I was watching amd when it was $6 a share and didn't put any money into it. That's the stock market for you. It looked like amd was going bankrupt back then too.
 
My own opinion, and I'll try to keep this focused on CPUs & mobos only:
AMD still has a lot to prove on the stability and reliability front. Home PC enthusiasts may not notice or care because they have time to troubleshoot or live with quirks. Therefore their opinions/decisions/recommendations are based solely off of saving $100 or less for roughly equivalent performance with little/no regard for downtime costs or IT/tech support costs of maintaining hundreds or thousands of users of varying needs, etc etc.

I think the "no one ever got fired for buying Intel" statement is still sound. Sure, Intel CPUs consume more power than AMD (clock an AMD CPU to 5GHz [oh wait...] and it's not going to be a power sipper either), but thats not a huge deal outside of server farms and OCing. With 9th and 10th gen, Intel has responded in a good way with core counts. AMD likes to tout its massive core counts since [aside from lower(*) power consumption] that's it's only shining light at the moment. But there's still a point of rapidly decreasing return on core counts for the majority of uses/users (yes, that will continue to evolve as time progresses).

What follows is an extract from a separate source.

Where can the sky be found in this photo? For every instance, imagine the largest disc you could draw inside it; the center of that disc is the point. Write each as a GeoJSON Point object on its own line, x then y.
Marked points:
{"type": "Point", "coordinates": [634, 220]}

Sure, AMD has been making waves by catching up to Intel through finally having a decent architecture and a process node advantage. But their lack of R&D budget and aggressive product release schedule is showing up in their product quality. If they can't get that under control, their stock price is going to TANK once Intel gets back up off their faces.

Of course, even if we boil this down to Intel vs AMD CPUs (which isn't the sole revenue of either company), we're still talking about a wide-ranging product stack from low end $100 CPUs to $5000+ CPUs. So the minutia within specific slices of those stacks may swing one way or the other depending on user needs.

And so nobody accuses me of fanboy-ism, I'm planning on upgrading my personal gaming PC later this year. I'll probably end up with an AMD Ryzen CPU.
As the hardware decision maker in a small corporate data center I can tell you first hand that Epyc is VERY good. The ability to have 32 cores on a single VMware license is huge. We could have gone with the Intel CPUs but for the same cost would have only gotten 20c/40t CPUs and 768GB RAM instead of 32c/64t & 1TB RAM. We are 100% virtualizied so the added resources at the same cost are a bonus. The stability of the systems is rock solid. I haven't had a single minute of downtime due to system stability. The only "crash" we had was because an SSD with ESXi on it went bad.

From a pure performance perspective the current Intel is slower, fewer cores, and hotter than the AMD equivalent. Ice Lake is now shipping at the end of this year rather than Q3. https://www.anandtech.com/show/1592...alder-lake-in-h2-21-ice-lakesp-late-this-year Now instead of having Ice Lake against Zen 2 for a few months, it will be Ice Lake against Zen 3. Odds are Intel will still be at a performance disadvantage and while catching up on RAM, still be lower on I/O 160 max lanes vs 128 lanes.

I have built 2 different Ryzen desktops and they haven't had an issue with stability at all. The initial stability problems with X370 have been fixed for years. In terms of laptops the company I work for has purchased a good 10 Ryzen laptops and they are all working just fine. The quality of said products has been fine as well. The biggest problem there are the OEMs who decide what type of laptops the chips are used.
 
Intel’s stock has now fallen to $50.59 while AMD’s shot to $69.40. So AMD’s shares are now worth $18.81 more than Intel’s! Absolutely unbelievable.